We present a complete top- 
Introduction
While processor clock frequencies and throughput increase with each new technology generation, the lack of I/O bandwidth in microprocessors is an increasing limitation of the overall communication performance of computers. Short-distance communication interfaces like computer buses and LAN systems must support higher data rates to keep the pace with the evolution of processor speed. Parallel buses send a clock signal on a separate path to the receiver. Clock skew, due to unequal path length and termination impedance, is one limiting factor of the achievable data rate on printed circuit board buses. Crosstalk generated by the relatively large signal amplitude in parallel buses, as well as ringing due to impedance variations and mismatch are other limitations. Finally the high power drain of rail-to-rail output drivers for several tens of data lanes and the resulting possible ground bounce are other problems of parallel data communication interfaces. 
Fig. 1: Parallel 8-bit bus versus serial communication with equivalent data rate
Serial communications offer an important increase in data rates. Low-voltage differential signaling (LVDS) alleviates crosstalk and ground bounce, while point-topoint connections reduce impedance variations. Clock skew is not limiting the data rates in short-distance serial interfaces, as the clock is not transmitted as a separate signal. Indeed, the clock information is embedded in the data stream using 8bit/10bit encoding, which guarantees a high number of data transitions (Figure 1 ).
Short-distance optical links provide an even more robust solution to electro-magnetic coupling and bandwidth requirements. The presented clock and data recovery (CDR) solution combines with the already demonstrated pure silicon amplification front-end ( [1] , [2] ) to a complete fiber-optic receiver. Mixed-signal modeling of such a system, as discussed in this paper, is a crucial step in the definition of the block-level specifications.
A multi-channel serial-link combines several serial data links side by side. Although such wide-band very-short reach multi-channel links are limited to server interconnects (e.g. InfiniBand™) today, they will certainly progress from board-to-board to chip-to-chip links, to be integrated on backplanes and microprocessor motherboards in the near future ( Figure 2 ). Unlike in a parallel bus, the individual links are not, and do not need to be, fully synchronous. data communication The presented design methodology allows us to design a low-power multi-channel clock and data recovery circuit with a power consumption lower than 5mW/Gbit/s. To achieve this low power consumption, we do not intend to use popular PLL, DLL or phase interpolation techniques, but to implement a gated oscillator topology [3] , which is used relatively rarely.
Statistical simulations show that the gated oscillator approach is a viable solution in presence of frequency and phase variations.
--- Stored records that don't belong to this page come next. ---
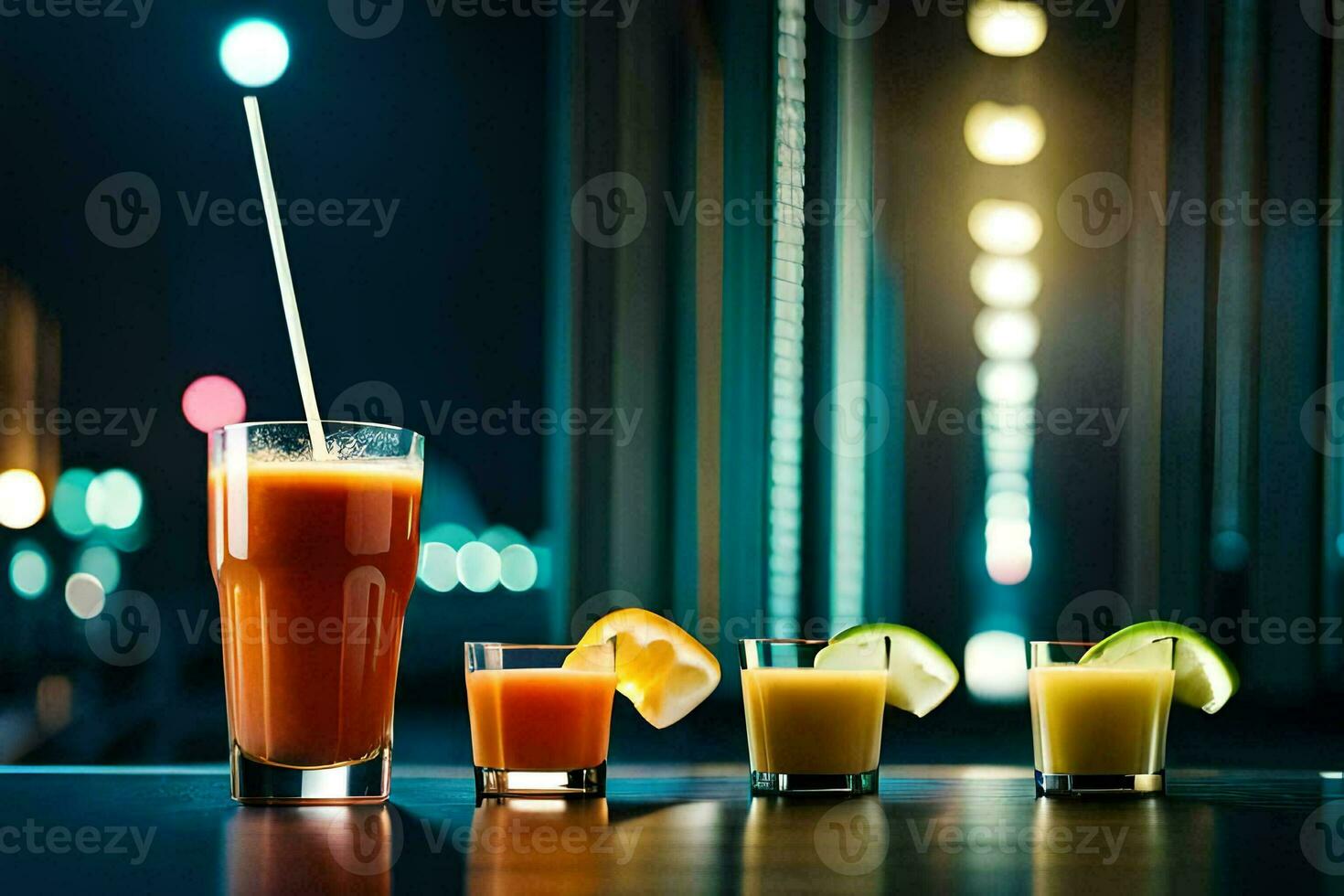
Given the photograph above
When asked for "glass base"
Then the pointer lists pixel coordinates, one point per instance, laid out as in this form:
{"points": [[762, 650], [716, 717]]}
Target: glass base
{"points": [[261, 784], [1152, 784], [520, 782], [768, 784]]}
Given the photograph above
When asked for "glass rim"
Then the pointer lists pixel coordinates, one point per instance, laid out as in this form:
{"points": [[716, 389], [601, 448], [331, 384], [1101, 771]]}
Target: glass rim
{"points": [[243, 425], [806, 643], [506, 645]]}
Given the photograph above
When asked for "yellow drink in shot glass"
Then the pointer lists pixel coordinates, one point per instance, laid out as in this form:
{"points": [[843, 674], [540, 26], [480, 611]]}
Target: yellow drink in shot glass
{"points": [[1100, 730], [809, 730]]}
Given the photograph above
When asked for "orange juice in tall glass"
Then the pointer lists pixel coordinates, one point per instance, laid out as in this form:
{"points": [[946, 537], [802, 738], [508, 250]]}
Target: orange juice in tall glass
{"points": [[315, 560]]}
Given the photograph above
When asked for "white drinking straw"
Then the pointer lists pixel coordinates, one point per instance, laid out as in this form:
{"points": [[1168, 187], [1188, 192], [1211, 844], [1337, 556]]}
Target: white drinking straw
{"points": [[286, 283]]}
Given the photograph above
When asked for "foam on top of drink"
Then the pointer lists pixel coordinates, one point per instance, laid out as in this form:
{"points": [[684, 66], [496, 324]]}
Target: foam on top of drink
{"points": [[406, 469]]}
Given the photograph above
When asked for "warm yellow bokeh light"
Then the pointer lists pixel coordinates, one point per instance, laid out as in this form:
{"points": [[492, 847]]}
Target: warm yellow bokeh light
{"points": [[1007, 27], [1007, 336], [1004, 281], [22, 498], [1004, 134], [1004, 228], [1011, 383]]}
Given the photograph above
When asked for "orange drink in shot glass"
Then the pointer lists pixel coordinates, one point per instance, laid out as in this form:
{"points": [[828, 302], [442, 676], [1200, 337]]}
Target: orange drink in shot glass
{"points": [[539, 726]]}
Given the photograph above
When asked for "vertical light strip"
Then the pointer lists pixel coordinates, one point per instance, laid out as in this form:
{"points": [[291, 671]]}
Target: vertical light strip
{"points": [[849, 291], [785, 493], [1007, 334]]}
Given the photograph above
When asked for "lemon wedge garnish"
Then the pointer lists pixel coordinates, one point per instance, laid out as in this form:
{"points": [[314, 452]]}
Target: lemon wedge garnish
{"points": [[659, 667]]}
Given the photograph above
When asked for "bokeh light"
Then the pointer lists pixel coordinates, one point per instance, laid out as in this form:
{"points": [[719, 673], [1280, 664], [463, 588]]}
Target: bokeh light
{"points": [[479, 567], [22, 498], [1015, 483], [30, 571], [1004, 228], [1007, 27], [102, 563], [997, 667], [114, 500], [1006, 531], [254, 53], [1007, 336], [451, 534], [1008, 561], [502, 536], [1008, 506], [1007, 382], [85, 595], [1006, 281], [212, 402], [1008, 461], [517, 567], [438, 566], [68, 503], [1004, 134]]}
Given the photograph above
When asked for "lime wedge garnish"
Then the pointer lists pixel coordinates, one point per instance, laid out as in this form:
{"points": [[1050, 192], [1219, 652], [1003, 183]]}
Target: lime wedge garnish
{"points": [[1204, 676], [921, 675]]}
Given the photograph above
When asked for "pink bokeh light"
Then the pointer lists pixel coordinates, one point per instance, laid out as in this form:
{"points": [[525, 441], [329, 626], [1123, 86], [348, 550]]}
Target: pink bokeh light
{"points": [[212, 402]]}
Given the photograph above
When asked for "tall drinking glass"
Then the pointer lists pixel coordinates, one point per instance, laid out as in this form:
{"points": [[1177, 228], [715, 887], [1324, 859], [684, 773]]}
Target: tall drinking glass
{"points": [[315, 560], [1100, 730]]}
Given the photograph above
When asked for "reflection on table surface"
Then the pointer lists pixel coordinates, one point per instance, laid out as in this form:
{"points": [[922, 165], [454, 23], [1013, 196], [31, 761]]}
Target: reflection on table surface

Then, the required power consumption is estimated based on the analysis of the phase noise of the oscillator. Behavioral VHDL simulations verify the timedomain behavior of the design and finally SPICE-level simulations validate the transistor-level design. As such, the presented design methodology demonstrates the feasibility of a top-down approach based on quantifiable system specifications, as opposed to classical bottom-up design.
System-level specifications

Definition of jitter tolerance
Because of the skew between the links in a multichannel serial interface, individual synchronization of each channel is necessary. As the transmitter reference clock is used for all channels of a given transmitter, their data rates are identical. But each channel may exhibit a different delay, introducing skew between the channels. The CDR at the receive side must thus extract the phase of the incoming data of each channel.
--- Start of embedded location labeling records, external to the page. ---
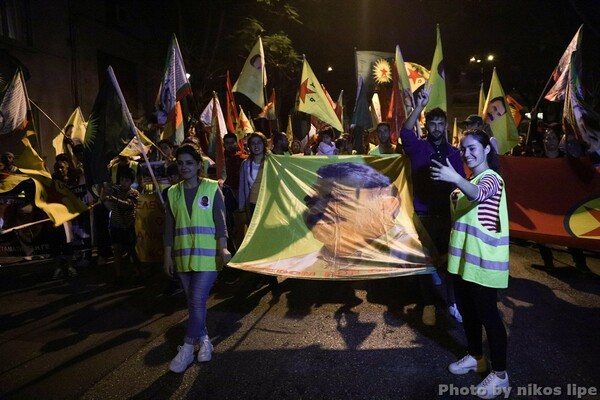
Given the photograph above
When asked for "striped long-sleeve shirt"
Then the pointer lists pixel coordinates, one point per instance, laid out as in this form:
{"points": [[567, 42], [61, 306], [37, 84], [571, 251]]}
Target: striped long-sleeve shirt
{"points": [[488, 197]]}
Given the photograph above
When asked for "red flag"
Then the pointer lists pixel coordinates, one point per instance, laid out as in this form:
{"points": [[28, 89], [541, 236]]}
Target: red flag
{"points": [[218, 139], [339, 107], [231, 108], [268, 111], [396, 114], [560, 75]]}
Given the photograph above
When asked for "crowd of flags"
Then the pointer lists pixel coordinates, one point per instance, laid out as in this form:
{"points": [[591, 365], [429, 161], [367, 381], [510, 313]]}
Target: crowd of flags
{"points": [[109, 130]]}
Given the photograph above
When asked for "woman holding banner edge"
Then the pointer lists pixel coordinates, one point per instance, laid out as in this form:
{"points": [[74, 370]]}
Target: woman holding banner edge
{"points": [[195, 245], [479, 257]]}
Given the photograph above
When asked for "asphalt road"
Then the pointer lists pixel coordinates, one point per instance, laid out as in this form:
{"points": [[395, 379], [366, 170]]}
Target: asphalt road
{"points": [[85, 338]]}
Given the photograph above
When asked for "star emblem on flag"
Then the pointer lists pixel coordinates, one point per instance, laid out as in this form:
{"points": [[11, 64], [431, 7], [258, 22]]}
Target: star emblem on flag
{"points": [[414, 75], [304, 90], [382, 72], [595, 213]]}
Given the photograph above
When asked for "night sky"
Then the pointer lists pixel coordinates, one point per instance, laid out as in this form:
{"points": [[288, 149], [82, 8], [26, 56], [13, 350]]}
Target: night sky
{"points": [[526, 37]]}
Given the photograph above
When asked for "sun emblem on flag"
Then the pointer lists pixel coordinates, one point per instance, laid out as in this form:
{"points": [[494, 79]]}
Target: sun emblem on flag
{"points": [[584, 220], [382, 71]]}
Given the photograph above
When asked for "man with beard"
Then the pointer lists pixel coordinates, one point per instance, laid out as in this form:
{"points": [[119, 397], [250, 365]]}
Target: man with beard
{"points": [[233, 162], [281, 144], [431, 199]]}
The lowest bit error ratio (BER) is achieved when the data is sampled at the ideal sampling instant in between two data transitions, in most cases in the middle of the data eye ( Figure 3 ). Timing jitter expresses the uncertainty of the sampling instant due to noise (random jitter) or systematic errors (deterministic jitter). In short-haul communications, the resynchronized data is transferred from the receive clock domain to the system clock domain through an elastic buffer (Figure 4 ), which resynchronizes the data with the system clock. Tolerance to data jitter (JTOL) is usually tested by adding sinusoidal jitter at a given frequency to the data stream, which already includes channel jitter. The maximum jitter amplitude, function of jitter frequency, at which the CDR still operates at a given BER (typically 10 -12 ), is called jitter tolerance ( Figure 5 ). Jitter amplitude is typically represented in unit intervals (UI) either peakpeak or RMS, depending on the nature of jitter. A unit interval represents the bit period of the incoming data, i.e. 1UI = 400ps. 
Gated oscillator topology
Multi-channel CDRs require high jitter performance and low area and power consumption at the same time. The gated current-controlled oscillator (GCCO) topology represents a good trade-off for this application. As shown in Figure 6 , a shared PLL generates the local highfrequency clock (HFCK) from a low-frequency crystal oscillator clock (LFCK). The shared PLL is based on a high-order loop filter to get good jitter performance and a current-controlled oscillator (CCO). It also delivers a copy of its control current I C to the matched oscillators in each channel. Provided the CCOs are well matched, the clock frequencies of all channels (RXCK0..n) are identical to HFCK.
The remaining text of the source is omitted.